16/06/2021

Linguagens inclusivas/neutras? Não, obrigado!



  Antes de mais, quero deixar claro que não sou daqueles que se batem pelo estaticismo da língua portuguesa, mas também não me quero prevalecer do estereótipo falacioso de que a língua é um organismo vivo. Ela só existe no uso que os seus utilizadores dela fazem e, claro, só destes dependem as suas mutações lexicais que, uma vez consagradas no seu uso, se perpetuam no tempo e merecem, no caso da Língua Portuguesa (LP), a aceitação das duas instituições com maior autoridade lexicográfica: a Academia das Ciências de Lisboa e a Academia Brasileira de Letras.

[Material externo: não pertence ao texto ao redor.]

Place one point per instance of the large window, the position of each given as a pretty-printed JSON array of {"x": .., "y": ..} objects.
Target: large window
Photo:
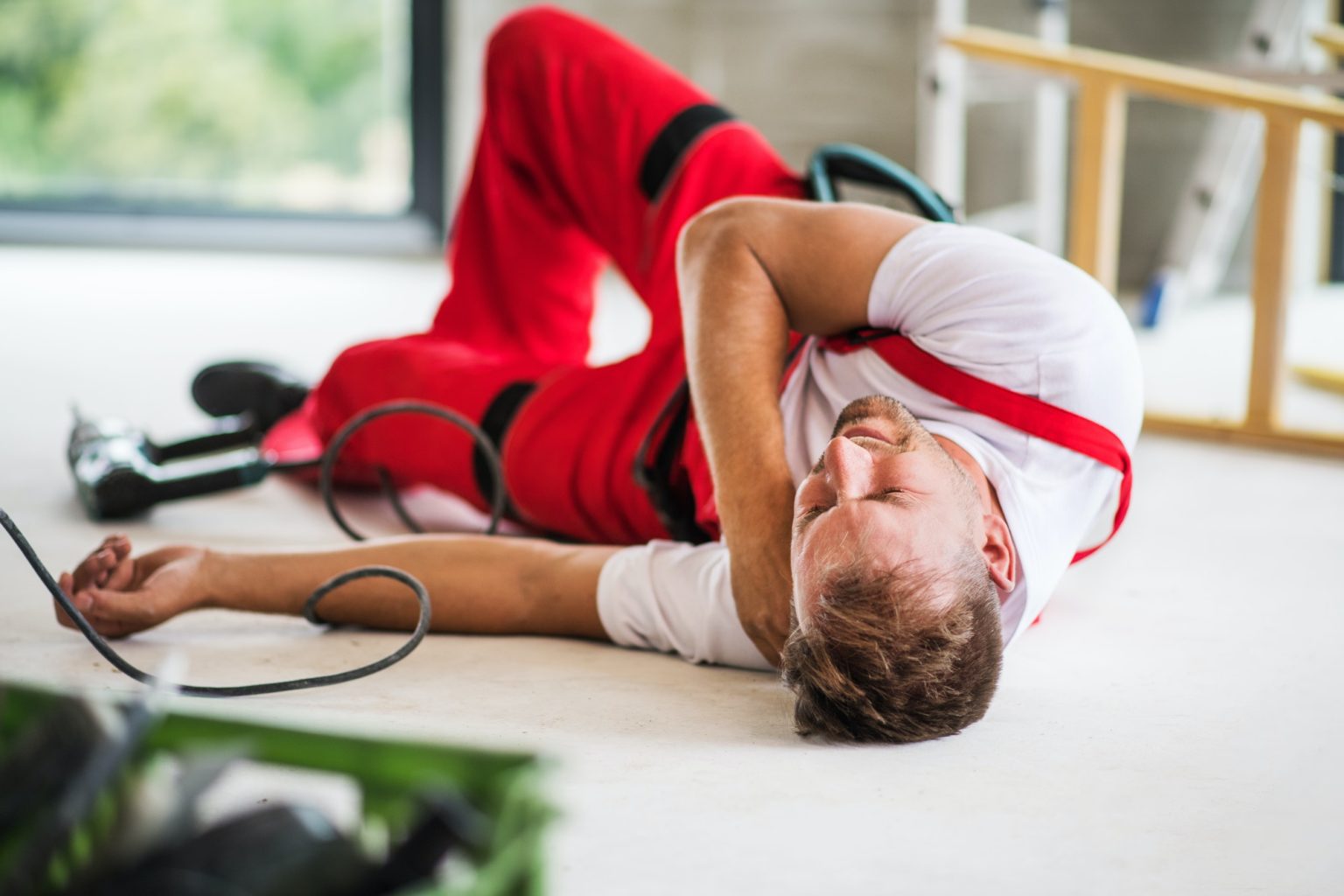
[{"x": 260, "y": 113}]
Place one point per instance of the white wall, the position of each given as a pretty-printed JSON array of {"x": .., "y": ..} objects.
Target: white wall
[{"x": 808, "y": 73}]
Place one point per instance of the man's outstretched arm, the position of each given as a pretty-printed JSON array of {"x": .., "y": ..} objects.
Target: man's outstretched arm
[
  {"x": 478, "y": 584},
  {"x": 749, "y": 270}
]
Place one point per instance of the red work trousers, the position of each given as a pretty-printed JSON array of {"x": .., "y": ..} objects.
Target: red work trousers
[{"x": 564, "y": 183}]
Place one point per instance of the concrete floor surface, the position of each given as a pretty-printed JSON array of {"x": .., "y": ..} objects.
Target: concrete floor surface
[{"x": 1172, "y": 725}]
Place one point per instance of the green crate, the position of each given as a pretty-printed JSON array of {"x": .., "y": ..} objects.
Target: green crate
[{"x": 503, "y": 788}]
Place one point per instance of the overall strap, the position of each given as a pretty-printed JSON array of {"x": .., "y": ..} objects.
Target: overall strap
[{"x": 1025, "y": 413}]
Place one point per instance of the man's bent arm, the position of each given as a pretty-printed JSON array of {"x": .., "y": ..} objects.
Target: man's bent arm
[
  {"x": 476, "y": 584},
  {"x": 749, "y": 271}
]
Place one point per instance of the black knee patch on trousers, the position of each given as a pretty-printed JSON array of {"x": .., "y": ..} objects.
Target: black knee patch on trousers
[
  {"x": 672, "y": 141},
  {"x": 495, "y": 422}
]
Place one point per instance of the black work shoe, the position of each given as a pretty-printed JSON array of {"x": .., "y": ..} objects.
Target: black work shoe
[{"x": 262, "y": 391}]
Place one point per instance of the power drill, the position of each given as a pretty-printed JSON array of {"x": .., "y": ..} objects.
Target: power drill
[{"x": 122, "y": 472}]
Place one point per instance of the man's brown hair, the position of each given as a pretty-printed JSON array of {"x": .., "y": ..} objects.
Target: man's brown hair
[{"x": 889, "y": 657}]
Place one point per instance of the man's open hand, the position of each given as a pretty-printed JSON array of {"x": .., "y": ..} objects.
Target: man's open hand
[{"x": 120, "y": 594}]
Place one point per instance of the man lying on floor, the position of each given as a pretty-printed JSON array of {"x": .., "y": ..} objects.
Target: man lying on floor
[{"x": 880, "y": 526}]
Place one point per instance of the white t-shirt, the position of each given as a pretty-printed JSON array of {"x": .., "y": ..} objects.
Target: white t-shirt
[{"x": 987, "y": 304}]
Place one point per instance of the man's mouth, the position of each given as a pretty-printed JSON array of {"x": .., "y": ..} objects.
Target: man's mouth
[{"x": 867, "y": 431}]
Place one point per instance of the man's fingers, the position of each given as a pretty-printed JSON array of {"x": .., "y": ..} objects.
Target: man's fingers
[
  {"x": 135, "y": 609},
  {"x": 122, "y": 575}
]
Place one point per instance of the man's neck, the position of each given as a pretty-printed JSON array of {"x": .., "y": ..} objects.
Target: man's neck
[{"x": 988, "y": 494}]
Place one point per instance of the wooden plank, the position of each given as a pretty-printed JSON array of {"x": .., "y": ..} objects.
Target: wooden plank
[
  {"x": 1098, "y": 175},
  {"x": 1321, "y": 378},
  {"x": 1146, "y": 77},
  {"x": 1271, "y": 269},
  {"x": 1280, "y": 439}
]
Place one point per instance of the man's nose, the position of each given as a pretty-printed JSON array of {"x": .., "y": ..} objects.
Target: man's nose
[{"x": 850, "y": 468}]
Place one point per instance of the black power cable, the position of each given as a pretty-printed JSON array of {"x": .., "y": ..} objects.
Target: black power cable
[
  {"x": 328, "y": 465},
  {"x": 240, "y": 690}
]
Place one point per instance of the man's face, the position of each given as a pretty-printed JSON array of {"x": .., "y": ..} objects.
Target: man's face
[{"x": 885, "y": 492}]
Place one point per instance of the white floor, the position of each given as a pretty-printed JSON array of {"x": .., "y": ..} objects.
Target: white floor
[{"x": 1172, "y": 727}]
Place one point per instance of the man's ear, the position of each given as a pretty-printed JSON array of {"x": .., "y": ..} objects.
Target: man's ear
[{"x": 999, "y": 552}]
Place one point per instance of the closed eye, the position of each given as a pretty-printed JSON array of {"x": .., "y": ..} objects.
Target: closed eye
[{"x": 895, "y": 496}]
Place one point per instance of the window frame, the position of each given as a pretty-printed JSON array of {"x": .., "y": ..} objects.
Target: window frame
[{"x": 416, "y": 231}]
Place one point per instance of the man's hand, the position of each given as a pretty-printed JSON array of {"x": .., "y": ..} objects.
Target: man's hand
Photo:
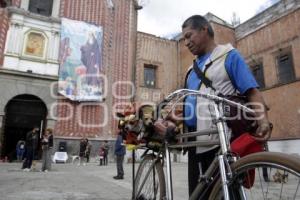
[
  {"x": 161, "y": 126},
  {"x": 264, "y": 130}
]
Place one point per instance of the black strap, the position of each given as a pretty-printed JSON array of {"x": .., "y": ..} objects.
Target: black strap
[{"x": 201, "y": 75}]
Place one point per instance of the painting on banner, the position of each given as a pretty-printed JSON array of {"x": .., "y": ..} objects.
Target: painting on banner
[{"x": 80, "y": 58}]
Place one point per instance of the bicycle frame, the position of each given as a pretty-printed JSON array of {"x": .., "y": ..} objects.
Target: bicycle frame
[{"x": 222, "y": 160}]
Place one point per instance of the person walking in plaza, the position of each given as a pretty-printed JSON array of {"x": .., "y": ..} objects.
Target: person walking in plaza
[
  {"x": 88, "y": 149},
  {"x": 82, "y": 149},
  {"x": 229, "y": 75},
  {"x": 101, "y": 156},
  {"x": 120, "y": 152},
  {"x": 220, "y": 70},
  {"x": 106, "y": 150},
  {"x": 20, "y": 150},
  {"x": 31, "y": 145},
  {"x": 47, "y": 144}
]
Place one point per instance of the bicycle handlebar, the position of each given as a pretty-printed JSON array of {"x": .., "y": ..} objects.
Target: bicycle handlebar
[{"x": 185, "y": 92}]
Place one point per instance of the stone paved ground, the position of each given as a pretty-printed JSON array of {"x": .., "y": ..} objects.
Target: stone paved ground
[
  {"x": 72, "y": 182},
  {"x": 93, "y": 182}
]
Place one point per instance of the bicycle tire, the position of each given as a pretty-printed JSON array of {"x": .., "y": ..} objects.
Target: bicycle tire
[
  {"x": 150, "y": 190},
  {"x": 260, "y": 190}
]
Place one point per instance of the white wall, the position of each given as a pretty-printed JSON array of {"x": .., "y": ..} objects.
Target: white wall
[{"x": 14, "y": 57}]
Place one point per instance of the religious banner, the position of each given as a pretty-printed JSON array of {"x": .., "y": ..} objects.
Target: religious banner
[{"x": 80, "y": 61}]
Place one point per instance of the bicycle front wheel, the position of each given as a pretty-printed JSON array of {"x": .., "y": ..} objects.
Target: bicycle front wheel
[
  {"x": 150, "y": 181},
  {"x": 265, "y": 175}
]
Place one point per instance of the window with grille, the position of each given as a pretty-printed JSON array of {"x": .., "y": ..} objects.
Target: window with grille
[
  {"x": 258, "y": 73},
  {"x": 149, "y": 75},
  {"x": 42, "y": 7},
  {"x": 285, "y": 67}
]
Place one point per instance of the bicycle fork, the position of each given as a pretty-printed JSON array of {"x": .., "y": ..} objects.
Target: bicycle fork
[{"x": 224, "y": 142}]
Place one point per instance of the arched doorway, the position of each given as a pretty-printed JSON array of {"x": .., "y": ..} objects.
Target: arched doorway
[{"x": 22, "y": 113}]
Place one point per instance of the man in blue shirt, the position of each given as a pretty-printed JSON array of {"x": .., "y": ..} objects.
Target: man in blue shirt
[{"x": 229, "y": 75}]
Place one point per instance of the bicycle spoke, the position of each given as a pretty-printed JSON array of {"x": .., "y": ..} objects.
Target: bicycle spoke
[{"x": 297, "y": 189}]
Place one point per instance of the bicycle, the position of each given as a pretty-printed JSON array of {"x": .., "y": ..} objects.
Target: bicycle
[{"x": 227, "y": 175}]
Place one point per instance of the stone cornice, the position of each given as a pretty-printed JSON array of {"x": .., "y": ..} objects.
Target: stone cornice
[{"x": 26, "y": 13}]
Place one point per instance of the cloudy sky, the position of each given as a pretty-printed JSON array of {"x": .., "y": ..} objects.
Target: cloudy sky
[{"x": 164, "y": 17}]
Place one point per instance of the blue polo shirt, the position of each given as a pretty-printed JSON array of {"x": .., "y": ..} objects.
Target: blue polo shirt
[{"x": 238, "y": 71}]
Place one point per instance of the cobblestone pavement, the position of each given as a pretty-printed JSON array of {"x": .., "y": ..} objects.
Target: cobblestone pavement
[
  {"x": 93, "y": 182},
  {"x": 72, "y": 182}
]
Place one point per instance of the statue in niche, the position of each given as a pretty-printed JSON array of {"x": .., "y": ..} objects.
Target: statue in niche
[{"x": 35, "y": 44}]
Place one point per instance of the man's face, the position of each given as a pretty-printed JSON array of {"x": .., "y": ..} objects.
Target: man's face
[{"x": 195, "y": 40}]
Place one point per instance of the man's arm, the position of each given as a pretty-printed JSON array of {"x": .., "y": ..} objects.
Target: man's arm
[{"x": 264, "y": 129}]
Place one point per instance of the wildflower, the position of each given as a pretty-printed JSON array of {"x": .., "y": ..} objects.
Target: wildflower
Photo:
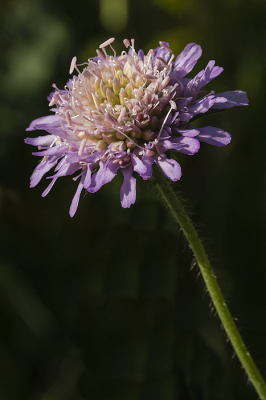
[{"x": 124, "y": 112}]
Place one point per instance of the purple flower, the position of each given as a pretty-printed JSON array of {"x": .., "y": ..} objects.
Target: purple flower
[{"x": 125, "y": 112}]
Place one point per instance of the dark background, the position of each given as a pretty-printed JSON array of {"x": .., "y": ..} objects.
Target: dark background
[{"x": 106, "y": 305}]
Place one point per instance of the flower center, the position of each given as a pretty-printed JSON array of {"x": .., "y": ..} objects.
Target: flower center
[{"x": 116, "y": 102}]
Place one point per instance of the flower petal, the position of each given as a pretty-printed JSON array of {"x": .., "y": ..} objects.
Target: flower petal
[
  {"x": 147, "y": 161},
  {"x": 189, "y": 131},
  {"x": 182, "y": 144},
  {"x": 41, "y": 170},
  {"x": 53, "y": 151},
  {"x": 186, "y": 60},
  {"x": 138, "y": 165},
  {"x": 46, "y": 140},
  {"x": 75, "y": 201},
  {"x": 49, "y": 121},
  {"x": 199, "y": 107},
  {"x": 230, "y": 99},
  {"x": 66, "y": 169},
  {"x": 49, "y": 187},
  {"x": 106, "y": 174},
  {"x": 128, "y": 188},
  {"x": 170, "y": 168},
  {"x": 215, "y": 136}
]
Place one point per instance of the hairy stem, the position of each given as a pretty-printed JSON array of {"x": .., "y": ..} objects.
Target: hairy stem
[{"x": 195, "y": 244}]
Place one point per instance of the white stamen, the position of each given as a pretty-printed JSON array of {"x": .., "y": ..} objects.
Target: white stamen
[
  {"x": 171, "y": 59},
  {"x": 172, "y": 104},
  {"x": 126, "y": 43},
  {"x": 167, "y": 115},
  {"x": 73, "y": 64},
  {"x": 165, "y": 45},
  {"x": 132, "y": 141},
  {"x": 113, "y": 50},
  {"x": 82, "y": 146},
  {"x": 68, "y": 118},
  {"x": 106, "y": 43},
  {"x": 163, "y": 62}
]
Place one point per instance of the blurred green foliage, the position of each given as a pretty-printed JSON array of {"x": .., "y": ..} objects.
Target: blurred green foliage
[{"x": 106, "y": 305}]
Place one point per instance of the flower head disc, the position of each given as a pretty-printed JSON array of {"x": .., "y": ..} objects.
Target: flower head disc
[{"x": 124, "y": 113}]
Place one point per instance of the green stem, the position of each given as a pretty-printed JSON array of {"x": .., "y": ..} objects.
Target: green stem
[{"x": 183, "y": 220}]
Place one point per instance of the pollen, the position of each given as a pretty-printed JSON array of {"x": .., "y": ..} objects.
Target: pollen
[{"x": 116, "y": 99}]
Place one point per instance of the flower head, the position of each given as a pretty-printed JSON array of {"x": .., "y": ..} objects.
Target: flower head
[{"x": 124, "y": 112}]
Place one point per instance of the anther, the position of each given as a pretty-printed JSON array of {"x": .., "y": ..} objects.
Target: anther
[
  {"x": 100, "y": 54},
  {"x": 172, "y": 104},
  {"x": 126, "y": 43},
  {"x": 73, "y": 64},
  {"x": 163, "y": 62},
  {"x": 68, "y": 118},
  {"x": 82, "y": 146},
  {"x": 106, "y": 43},
  {"x": 165, "y": 45}
]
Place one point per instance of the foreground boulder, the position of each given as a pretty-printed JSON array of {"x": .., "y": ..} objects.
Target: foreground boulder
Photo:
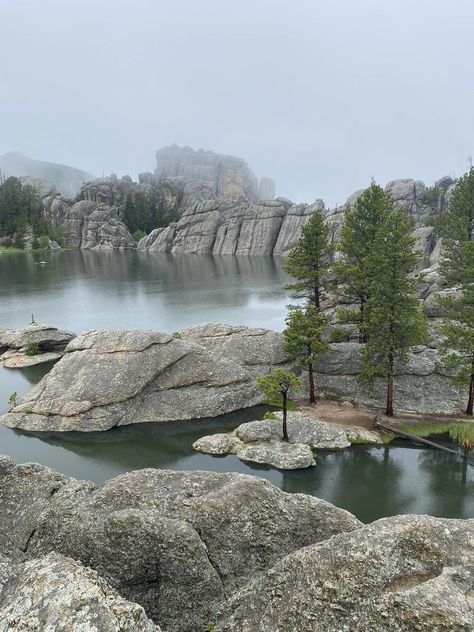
[
  {"x": 178, "y": 543},
  {"x": 31, "y": 345},
  {"x": 57, "y": 593},
  {"x": 398, "y": 574},
  {"x": 114, "y": 378}
]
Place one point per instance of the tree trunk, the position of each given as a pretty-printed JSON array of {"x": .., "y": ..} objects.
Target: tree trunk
[
  {"x": 285, "y": 406},
  {"x": 470, "y": 403},
  {"x": 389, "y": 411},
  {"x": 312, "y": 394},
  {"x": 362, "y": 336}
]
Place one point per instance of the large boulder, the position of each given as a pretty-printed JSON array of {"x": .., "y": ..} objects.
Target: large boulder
[
  {"x": 57, "y": 593},
  {"x": 177, "y": 543},
  {"x": 396, "y": 575},
  {"x": 114, "y": 378}
]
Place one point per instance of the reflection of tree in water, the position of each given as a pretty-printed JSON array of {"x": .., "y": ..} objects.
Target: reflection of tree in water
[
  {"x": 364, "y": 480},
  {"x": 451, "y": 482}
]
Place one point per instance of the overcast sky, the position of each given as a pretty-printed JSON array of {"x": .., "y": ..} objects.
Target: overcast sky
[{"x": 321, "y": 95}]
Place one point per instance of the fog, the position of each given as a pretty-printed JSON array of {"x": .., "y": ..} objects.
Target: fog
[{"x": 321, "y": 95}]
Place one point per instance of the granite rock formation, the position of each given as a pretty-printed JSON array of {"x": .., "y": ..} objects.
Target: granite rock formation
[
  {"x": 114, "y": 378},
  {"x": 57, "y": 593},
  {"x": 177, "y": 543},
  {"x": 398, "y": 574},
  {"x": 47, "y": 342}
]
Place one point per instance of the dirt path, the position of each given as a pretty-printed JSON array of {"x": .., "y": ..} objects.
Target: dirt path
[{"x": 349, "y": 414}]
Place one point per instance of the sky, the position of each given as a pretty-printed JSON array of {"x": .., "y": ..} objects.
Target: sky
[{"x": 321, "y": 95}]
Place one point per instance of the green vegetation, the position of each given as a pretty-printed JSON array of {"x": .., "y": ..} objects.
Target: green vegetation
[
  {"x": 20, "y": 208},
  {"x": 460, "y": 432},
  {"x": 310, "y": 260},
  {"x": 456, "y": 227},
  {"x": 303, "y": 340},
  {"x": 32, "y": 350},
  {"x": 362, "y": 231},
  {"x": 393, "y": 317},
  {"x": 279, "y": 383},
  {"x": 339, "y": 334},
  {"x": 145, "y": 211}
]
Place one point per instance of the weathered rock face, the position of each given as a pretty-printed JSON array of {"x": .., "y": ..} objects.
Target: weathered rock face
[
  {"x": 228, "y": 177},
  {"x": 177, "y": 543},
  {"x": 109, "y": 379},
  {"x": 72, "y": 598},
  {"x": 261, "y": 441},
  {"x": 47, "y": 342},
  {"x": 402, "y": 573}
]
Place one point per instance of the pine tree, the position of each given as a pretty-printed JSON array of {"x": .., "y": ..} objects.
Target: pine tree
[
  {"x": 303, "y": 340},
  {"x": 359, "y": 235},
  {"x": 279, "y": 383},
  {"x": 310, "y": 260},
  {"x": 393, "y": 317},
  {"x": 456, "y": 227}
]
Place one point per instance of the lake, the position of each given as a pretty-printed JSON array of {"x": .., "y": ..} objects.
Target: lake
[{"x": 81, "y": 290}]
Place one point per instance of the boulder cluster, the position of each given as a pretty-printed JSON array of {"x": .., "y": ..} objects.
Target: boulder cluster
[{"x": 194, "y": 551}]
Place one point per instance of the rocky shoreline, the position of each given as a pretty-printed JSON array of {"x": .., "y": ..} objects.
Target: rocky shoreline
[{"x": 190, "y": 551}]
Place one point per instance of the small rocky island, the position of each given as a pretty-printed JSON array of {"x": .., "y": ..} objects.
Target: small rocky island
[{"x": 174, "y": 551}]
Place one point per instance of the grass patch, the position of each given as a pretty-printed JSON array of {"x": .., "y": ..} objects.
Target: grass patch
[{"x": 460, "y": 432}]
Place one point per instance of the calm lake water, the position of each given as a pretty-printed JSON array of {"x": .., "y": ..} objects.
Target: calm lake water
[{"x": 81, "y": 290}]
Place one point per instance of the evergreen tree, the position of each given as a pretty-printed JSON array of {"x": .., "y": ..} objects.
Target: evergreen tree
[
  {"x": 456, "y": 227},
  {"x": 393, "y": 317},
  {"x": 310, "y": 260},
  {"x": 303, "y": 340},
  {"x": 359, "y": 235},
  {"x": 279, "y": 383}
]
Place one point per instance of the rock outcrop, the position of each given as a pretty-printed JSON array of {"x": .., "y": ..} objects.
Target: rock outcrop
[
  {"x": 31, "y": 345},
  {"x": 398, "y": 574},
  {"x": 57, "y": 593},
  {"x": 261, "y": 441},
  {"x": 177, "y": 543},
  {"x": 113, "y": 378}
]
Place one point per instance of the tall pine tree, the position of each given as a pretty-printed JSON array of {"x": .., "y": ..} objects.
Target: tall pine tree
[
  {"x": 359, "y": 236},
  {"x": 310, "y": 260},
  {"x": 456, "y": 228},
  {"x": 304, "y": 342},
  {"x": 393, "y": 317}
]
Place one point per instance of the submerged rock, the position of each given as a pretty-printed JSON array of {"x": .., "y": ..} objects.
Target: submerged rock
[
  {"x": 402, "y": 573},
  {"x": 178, "y": 543},
  {"x": 32, "y": 345}
]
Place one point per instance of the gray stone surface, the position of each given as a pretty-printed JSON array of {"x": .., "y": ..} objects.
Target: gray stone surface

  Sirvo-me desta nota introdutória como mote de reflexão em torno das chamadas línguas inclusivas e neutras. E, desde já, vinco a minha total discordância quer em relação a uma, quer em relação a outra. Os modismos são o que são e valem o que valem. Vejamos, primeiro, em que é que consiste cada um destes conceitos:

  1 – Linguagem inclusiva (não sexista)

  Trata-se de uma suposta variante que, não se propondo alterar o léxico da LP tal como o conhecemos, advoga uma comunicação pretensamente não discriminatória, sob o ponto de vista do género. Vejamos um exemplo muito recorrente: “Portugueses e portuguesas…”, quando um orador se dirige a um público compósito (homens e mulheres);

  2 – Linguagem neutra (não binária)

  Prossegue os mesmos objetivos da linguagem inclusiva, mas altera palavras já existentes ou introduz novos vocábulos. É o caso da neutralização das desinências de género do pronome “todos”. Vejamos um exemplo concreto: “Saiam todes da sala!”

  Na base destes dois tipos de linguagem, estão conhecidos movimentos feministas de todo o mundo, bem como organizações inclusivas de pessoas de diversas orientações sexuais e identidades de género. Desenganem-se todos aqueles que veem na eclosão destas linguagens meras iniciativas efémeras. Não, estas linguagens estão a afirmar-se em todos os cantos do planeta, nomeadamente na Europa. Tomemos como ilustrativo o recente caso ocorrido em França, onde o respetivo poder político vetou o uso da chamada gramática igualitária em documentos oficiais, com a devida concordância da Academia Francesa que chegou mesmo a referir-se a esta tendência linguística como “um perigo de morte para a francofonia”.

  A flexão em género é uma característica do nosso idioma, à imagem do que acontece, genericamente, com as restantes línguas neolatinas. Sobre a origem desta flexão, nomeadamente da predominância do género masculino em algumas palavras (outrora com desinência neutra), já me pronunciei num artigo anterior, também aqui publicado. Alterar este status quo linguístico em nome da igualdade de género não faz para mim o menor sentido. É urgente acabar com aquilo que aqui rotulo como vanguardas fundamentalistas e que estas linguagens acima explicitadas não passem de um mero processo de intenções. Imagine-se termos agora que expandir os nossos dicionários com entradas de género regular: gato/gata; menino/menina... NÃO, OBRIGADO!

  As sociedades ainda permanecem fieis à sua matriz machista, é certo, mas não se remedeia um erro com outro erro. Não é pelo facto de um político iniciar os seus discursos com expressões como “portuguesas e portugueses” que se combate a discriminação de género. Haja coragem para o fazer, mas sem se recorrer a adornos linguísticos estéreis ou a quaisquer outros atavios infecundos.